CONFLICT OF INTERESTS

There is no conflict of interests.

Figures

**Figure 1. Concentration-response curves of five KOP receptor agonists at the hKOP receptor for [³⁵S]GTPγS binding and receptor internalization in N2a-3HA-hKOP receptorcells**
**(A)** [³⁵S]GTPγS binding was performed on 10 µg membrane protein in the presence of 5 mM MgCl₂, 150 mM NaCl and 20–25 µM GDP at 30°C for 60 min as described in the **Materials and Methods**. Each experiment included a concentration-response curve for U50,488H, and the data have been normalized relative to the maximal response to U50,488H at 10 µM since it gave the highest response in preliminary experiments. Each concentration-response curve represents the mean ± SEM of at least three independent experiments performed in duplicate. **(B)** The OCW was performed on live cells and receptor internalization was measured as compared to control. Twenty thousand cells/well were plated in 24-well plates 40 hr before the experiment was performed and the agonists were added in serum-free medium at varying concentrations. The anti-HA monoclonal antibody was added as the primary antibody, cells were fixed and then stained with two cellular stains (Sapphire700 and DRAQ5) with the 800CW goat anti-mouse antibody as described in **Materials and Methods**. Each value represents the mean ± SEM of at least three independent experiments performed in triplicate. The theoretical curves represent the global least squares fit of equations 1 and 2 to the data.

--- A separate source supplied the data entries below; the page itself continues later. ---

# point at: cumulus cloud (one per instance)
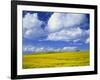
(66, 27)
(31, 49)
(87, 40)
(64, 20)
(32, 26)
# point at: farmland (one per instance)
(55, 59)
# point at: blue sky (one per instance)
(51, 31)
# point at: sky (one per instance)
(55, 31)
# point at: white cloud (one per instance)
(87, 40)
(62, 20)
(73, 34)
(30, 48)
(65, 27)
(32, 26)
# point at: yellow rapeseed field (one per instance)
(56, 59)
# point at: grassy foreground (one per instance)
(56, 59)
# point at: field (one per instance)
(56, 59)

**Figure 2. Concentration-response curves of five KOP receptor agonists at the mKOP receptor for [³⁵S]GTPγS binding and receptor internalization in N2a-FLAG-mKOP receptor cells**
**(A)** [³⁵S]GTPγS binding was performed on 10 µg membrane protein in the presence of 5 mM MgCl₂, 150 mM NaCl and 20–25 µM GDP at 30°C for 60 min as described in the **Materials and Methods**. Each experiment included a concentration-response curve for enadoline, and the data have been normalized to the maximal response to enadoline at 1 µM since it gave the highest response in preliminary experiments. Each concentration-response curve represents the mean ± SEM of at least three independent experiments performed in duplicate. **(B)** The OCW was performed on live cells and receptor internalization was measured as compared to control. Thirty thousand cells/well were plated in 24-well plates 40 hr before the experiment was performed and the agonists were added in serum-free medium at varying concentrations. The anti-FLAG M1 monoclonal antibody was added as the primary antibody, cells were fixed and then stained with two cellular stains (Sapphire700 and DRAQ5) with the 800CW goat anti-mouse antibody as described in **Materials and Methods**. Each value represents the mean ± SEM of at least three independent experiments performed in triplicate. The theoretical curves represent the global least squares fit of equations 1 and 2 to the data.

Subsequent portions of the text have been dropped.